Demokrasisi var, sadece üç beş yılda bir sandığa gitmemizi sağlıyor. Diğer bütün sıfatları ‘sanki’ nevinden…

Partileri var partiye benzemez. Çünkü bir anlamları yoktur. Hiçbir seçmen, partisinin umdelerini, prensiplerini, tüzüğünü, maksadını bilmez. (Bir parça, belki o partiyi sevk ve idare edenlerin ideolojisi etkili olabiliyor…)

Zaten önemli de değildir. Çünkü seçmen ona göre oy vermez. Bizde parti, sadece iktidar olmak isteyen liderin –politikacının- kendini halkın oyuna sunabilmek için oluşturduğu bir düzenekten ibarettir.

CHP dışında geleneği olan parti de yoktur. Partilerimiz, liderlerin mizaç ve meşrebinden hayat bulmuş bir tür tarikat ekollerine benziyor. Baş değişir değişmez, mizacı da değişiyor.

Yani batıda rastladığımız türden yapılanmalar değiller. Ne demokratı, ‘demokrat’tır gerçekten, ne sosyalisti ‘sosyalist’ ne de muhafazakârı ‘muhafazakâr’! Her partiye bir sıfat lazım olduğu için, onlar da kendilerine bir isim veriyorlar. Bu isim de onu kuranların kendi sıfatlarından ibarettir.

Hatırlayın Türkiye uzun süre ‘AK Parti’nin kimliğiyle kafayı bozmuştu ‘demokrat mı muhafazakâr mı, dindar mı, merkez mi, liberal mi diye’… Kimse bilemedi. Zaten bilinmesi de zordu. Henüz kendileri de ne olduklarına karar verebilmiş değildi çünkü. Kervan yolda düzüldü ve muhafazakâr demokrat(?) veya liberal demokrat yahut dindar muhafazakâr –sahi hangisi?- olduklarını fark ettiler. Şimdi ise Genelbaşkan Erdoğan nerede duruyorsa siyasi kimlik ve ideoloji olarak AK Parti’nin yeri de orasıdır.

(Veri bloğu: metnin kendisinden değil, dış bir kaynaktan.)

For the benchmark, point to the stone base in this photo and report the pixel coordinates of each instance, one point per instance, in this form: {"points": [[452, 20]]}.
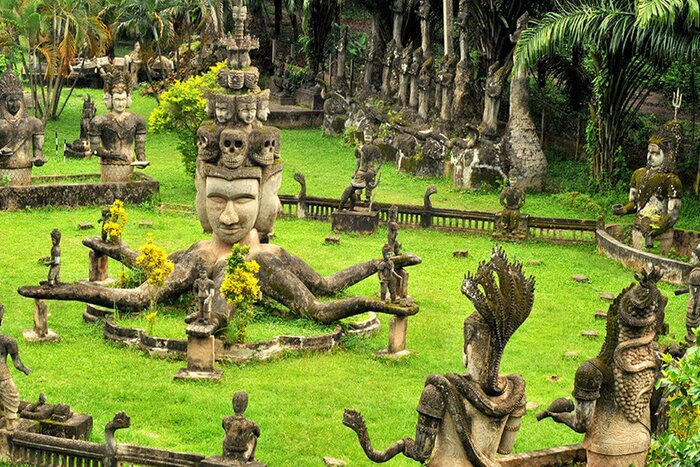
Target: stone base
{"points": [[355, 221], [31, 336], [78, 426], [185, 374], [282, 100], [222, 461]]}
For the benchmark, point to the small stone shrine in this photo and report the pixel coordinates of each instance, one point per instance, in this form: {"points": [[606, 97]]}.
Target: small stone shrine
{"points": [[118, 138], [21, 136], [465, 419], [613, 390], [655, 192]]}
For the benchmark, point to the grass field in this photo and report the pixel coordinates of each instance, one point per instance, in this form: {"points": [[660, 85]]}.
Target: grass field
{"points": [[298, 401]]}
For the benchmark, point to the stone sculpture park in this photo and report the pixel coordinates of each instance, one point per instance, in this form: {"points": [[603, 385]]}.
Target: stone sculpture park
{"points": [[409, 106]]}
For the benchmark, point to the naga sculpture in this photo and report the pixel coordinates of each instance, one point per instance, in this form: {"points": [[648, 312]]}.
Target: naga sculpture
{"points": [[238, 175], [20, 134], [655, 192], [613, 391], [464, 420], [118, 138]]}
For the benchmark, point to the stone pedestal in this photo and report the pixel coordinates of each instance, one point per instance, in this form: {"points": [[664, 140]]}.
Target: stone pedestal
{"points": [[398, 326], [355, 221], [281, 99], [224, 462], [200, 359], [98, 267], [78, 426]]}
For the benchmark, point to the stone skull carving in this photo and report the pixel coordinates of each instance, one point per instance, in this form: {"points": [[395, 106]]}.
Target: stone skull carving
{"points": [[264, 144], [234, 147], [207, 143]]}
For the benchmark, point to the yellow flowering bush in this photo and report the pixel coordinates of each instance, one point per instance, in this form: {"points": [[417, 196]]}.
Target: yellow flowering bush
{"points": [[153, 261], [114, 226], [182, 110], [241, 288]]}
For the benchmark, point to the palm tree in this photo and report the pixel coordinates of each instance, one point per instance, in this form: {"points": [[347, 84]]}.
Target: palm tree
{"points": [[629, 42], [49, 35]]}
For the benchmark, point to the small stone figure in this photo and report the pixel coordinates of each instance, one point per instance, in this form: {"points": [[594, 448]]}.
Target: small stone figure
{"points": [[655, 192], [388, 279], [9, 397], [204, 290], [613, 391], [512, 199], [20, 134], [692, 314], [465, 419], [241, 434], [54, 263]]}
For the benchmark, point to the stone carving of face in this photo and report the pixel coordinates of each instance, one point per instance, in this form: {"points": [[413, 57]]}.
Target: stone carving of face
{"points": [[13, 104], [269, 203], [223, 112], [247, 113], [232, 207], [263, 109], [207, 143], [236, 79], [264, 144], [234, 147], [655, 156], [120, 101]]}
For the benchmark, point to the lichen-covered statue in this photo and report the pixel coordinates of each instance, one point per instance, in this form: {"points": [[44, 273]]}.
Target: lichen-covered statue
{"points": [[465, 419], [613, 391], [239, 172], [119, 137], [20, 134], [655, 192]]}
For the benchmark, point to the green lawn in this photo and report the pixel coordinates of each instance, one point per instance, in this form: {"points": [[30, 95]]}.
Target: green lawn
{"points": [[298, 401]]}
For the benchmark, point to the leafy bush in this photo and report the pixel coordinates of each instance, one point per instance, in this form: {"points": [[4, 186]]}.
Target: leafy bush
{"points": [[241, 289], [680, 444], [182, 110]]}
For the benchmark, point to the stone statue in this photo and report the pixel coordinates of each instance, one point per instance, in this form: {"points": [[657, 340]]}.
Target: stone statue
{"points": [[237, 201], [118, 138], [241, 434], [20, 134], [512, 199], [9, 397], [54, 263], [655, 192], [613, 390], [387, 275], [81, 146], [464, 420]]}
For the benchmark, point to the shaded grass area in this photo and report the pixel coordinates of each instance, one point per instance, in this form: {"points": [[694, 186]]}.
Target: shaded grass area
{"points": [[298, 400]]}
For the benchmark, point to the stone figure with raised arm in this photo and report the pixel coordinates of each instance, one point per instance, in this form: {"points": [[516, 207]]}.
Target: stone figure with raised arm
{"points": [[9, 396]]}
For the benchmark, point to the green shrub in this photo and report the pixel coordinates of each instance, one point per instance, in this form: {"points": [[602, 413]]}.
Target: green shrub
{"points": [[182, 110], [680, 444]]}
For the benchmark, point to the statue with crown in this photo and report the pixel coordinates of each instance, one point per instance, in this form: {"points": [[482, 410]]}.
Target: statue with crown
{"points": [[239, 173], [118, 138], [21, 136]]}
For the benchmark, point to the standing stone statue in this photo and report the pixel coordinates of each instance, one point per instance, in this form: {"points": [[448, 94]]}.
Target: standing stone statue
{"points": [[54, 263], [9, 396], [241, 434], [118, 138], [465, 419], [655, 192], [20, 134], [613, 391]]}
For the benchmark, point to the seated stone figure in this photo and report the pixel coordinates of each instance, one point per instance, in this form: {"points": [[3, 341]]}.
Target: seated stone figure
{"points": [[613, 391], [465, 419], [655, 192], [20, 134], [118, 138]]}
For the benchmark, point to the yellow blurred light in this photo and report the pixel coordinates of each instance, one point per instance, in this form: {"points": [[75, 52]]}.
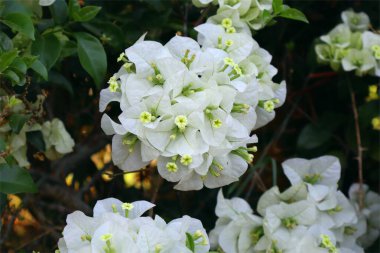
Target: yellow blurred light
{"points": [[14, 201], [376, 123], [107, 176], [372, 93], [69, 179], [134, 180]]}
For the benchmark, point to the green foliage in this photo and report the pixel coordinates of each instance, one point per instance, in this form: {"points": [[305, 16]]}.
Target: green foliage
{"points": [[92, 56], [20, 22], [17, 121], [190, 242], [48, 48], [14, 179], [36, 139]]}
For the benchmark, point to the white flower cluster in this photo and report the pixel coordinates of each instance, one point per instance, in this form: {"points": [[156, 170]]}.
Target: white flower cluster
{"points": [[192, 105], [310, 216], [56, 138], [251, 14], [117, 227], [351, 46], [370, 213]]}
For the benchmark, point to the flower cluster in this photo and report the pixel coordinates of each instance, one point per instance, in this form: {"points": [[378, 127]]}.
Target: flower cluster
{"points": [[370, 213], [192, 105], [118, 227], [351, 46], [249, 14], [312, 215], [18, 120]]}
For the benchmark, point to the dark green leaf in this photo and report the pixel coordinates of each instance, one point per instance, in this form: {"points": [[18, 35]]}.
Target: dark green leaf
{"points": [[59, 11], [57, 79], [3, 145], [48, 47], [17, 121], [190, 242], [294, 14], [74, 7], [277, 6], [40, 69], [12, 76], [6, 43], [3, 203], [36, 139], [312, 137], [92, 56], [14, 179], [19, 66], [6, 59], [86, 13], [21, 23]]}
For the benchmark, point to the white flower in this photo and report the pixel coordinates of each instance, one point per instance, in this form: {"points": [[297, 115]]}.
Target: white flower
{"points": [[359, 60], [57, 140], [340, 36], [46, 2], [370, 213], [118, 227], [193, 100], [320, 174]]}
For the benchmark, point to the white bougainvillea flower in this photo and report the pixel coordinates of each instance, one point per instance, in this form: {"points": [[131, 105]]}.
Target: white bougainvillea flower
{"points": [[273, 196], [359, 60], [370, 213], [57, 140], [129, 210], [78, 232], [319, 174], [46, 2], [195, 101], [119, 227], [342, 213], [357, 21]]}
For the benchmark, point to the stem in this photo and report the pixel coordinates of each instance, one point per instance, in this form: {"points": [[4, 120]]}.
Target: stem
{"points": [[359, 146]]}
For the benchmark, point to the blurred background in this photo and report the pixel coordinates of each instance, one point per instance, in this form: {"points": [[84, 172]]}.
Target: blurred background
{"points": [[315, 120]]}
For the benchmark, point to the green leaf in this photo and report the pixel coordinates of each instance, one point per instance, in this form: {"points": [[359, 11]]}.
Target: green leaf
{"points": [[14, 179], [12, 76], [19, 66], [59, 11], [190, 242], [40, 69], [36, 139], [55, 78], [86, 13], [291, 13], [48, 47], [17, 121], [3, 145], [21, 23], [6, 59], [92, 56], [277, 6], [6, 43], [74, 7]]}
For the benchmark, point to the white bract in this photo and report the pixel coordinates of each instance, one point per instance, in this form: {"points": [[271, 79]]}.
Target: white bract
{"points": [[57, 141], [301, 219], [251, 14], [119, 227], [193, 104], [351, 46]]}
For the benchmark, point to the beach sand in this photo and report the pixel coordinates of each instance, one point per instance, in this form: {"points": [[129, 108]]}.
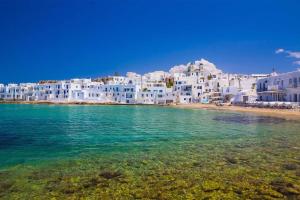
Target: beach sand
{"points": [[292, 114]]}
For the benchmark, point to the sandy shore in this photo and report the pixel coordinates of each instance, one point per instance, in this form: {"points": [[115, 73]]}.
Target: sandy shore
{"points": [[281, 113], [287, 114]]}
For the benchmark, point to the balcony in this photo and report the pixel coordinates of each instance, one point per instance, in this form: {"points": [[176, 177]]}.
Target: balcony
{"points": [[274, 87]]}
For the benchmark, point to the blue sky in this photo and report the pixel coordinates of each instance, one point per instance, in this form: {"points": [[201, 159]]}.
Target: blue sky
{"points": [[56, 39]]}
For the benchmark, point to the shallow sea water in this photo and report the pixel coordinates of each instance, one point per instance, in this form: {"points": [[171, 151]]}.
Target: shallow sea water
{"points": [[145, 152]]}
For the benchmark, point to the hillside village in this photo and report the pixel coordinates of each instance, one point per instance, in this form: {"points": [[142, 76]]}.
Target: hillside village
{"points": [[196, 82]]}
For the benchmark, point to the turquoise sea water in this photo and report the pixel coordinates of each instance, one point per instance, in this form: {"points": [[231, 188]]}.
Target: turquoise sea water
{"points": [[145, 152]]}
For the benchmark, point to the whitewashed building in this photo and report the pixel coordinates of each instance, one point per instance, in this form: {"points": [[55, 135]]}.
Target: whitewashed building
{"points": [[280, 87]]}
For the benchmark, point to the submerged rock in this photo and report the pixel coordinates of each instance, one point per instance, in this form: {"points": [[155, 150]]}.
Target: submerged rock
{"points": [[209, 186], [231, 160], [290, 166], [284, 187], [110, 174]]}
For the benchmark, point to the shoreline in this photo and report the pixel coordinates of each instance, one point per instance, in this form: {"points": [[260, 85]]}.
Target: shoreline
{"points": [[292, 114]]}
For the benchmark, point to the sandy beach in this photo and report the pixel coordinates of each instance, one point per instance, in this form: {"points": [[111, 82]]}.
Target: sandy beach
{"points": [[281, 113], [292, 114]]}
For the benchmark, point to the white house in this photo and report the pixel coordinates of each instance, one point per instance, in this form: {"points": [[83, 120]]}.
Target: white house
{"points": [[280, 87]]}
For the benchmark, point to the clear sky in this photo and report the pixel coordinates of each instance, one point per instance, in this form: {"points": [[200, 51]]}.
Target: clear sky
{"points": [[57, 39]]}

Diyeceğim, partilerin bir kimliği yok. ‘Bir tek CHP’nin bir kimliği var’ dedim diye herkesin uyduğu bir tüzüğü, ilkesi, ideolojisi, felsefesi var sanmayın. Halkın nezdinde bir tanımı var elbet. Kimisi için o, yıkımdır, kırımdır, sıkıntıdır, kıtlıktır, tek parti diktatörlüğüdür. Kimileri için ise yalnızca dini, hayatın uzağında tutma temerrüdüdür. Yani CHP’nin kimliği de iktidarı döneminde yarattığı imajdan ibarettir. Ama her gelen liderin uyması gereken prensipleri, olmazsa olmazları bulunan bir parti değil.

Mesela İnönü ABD’yi sevmezdi. Türkiye’nin geleceğini Avrupa’da görüyordu. O yüzden 30’lu yılların ikinci yarısında cümbür cemaat Hitlerci takıldılar. Onun yerine geçen Ecevit, AB’ye karşıydı ve tavırlıydı. Yani partinin değil, kişilerin bir yaklaşımı vardı ve parti hemen onun kalıbına giriyordu.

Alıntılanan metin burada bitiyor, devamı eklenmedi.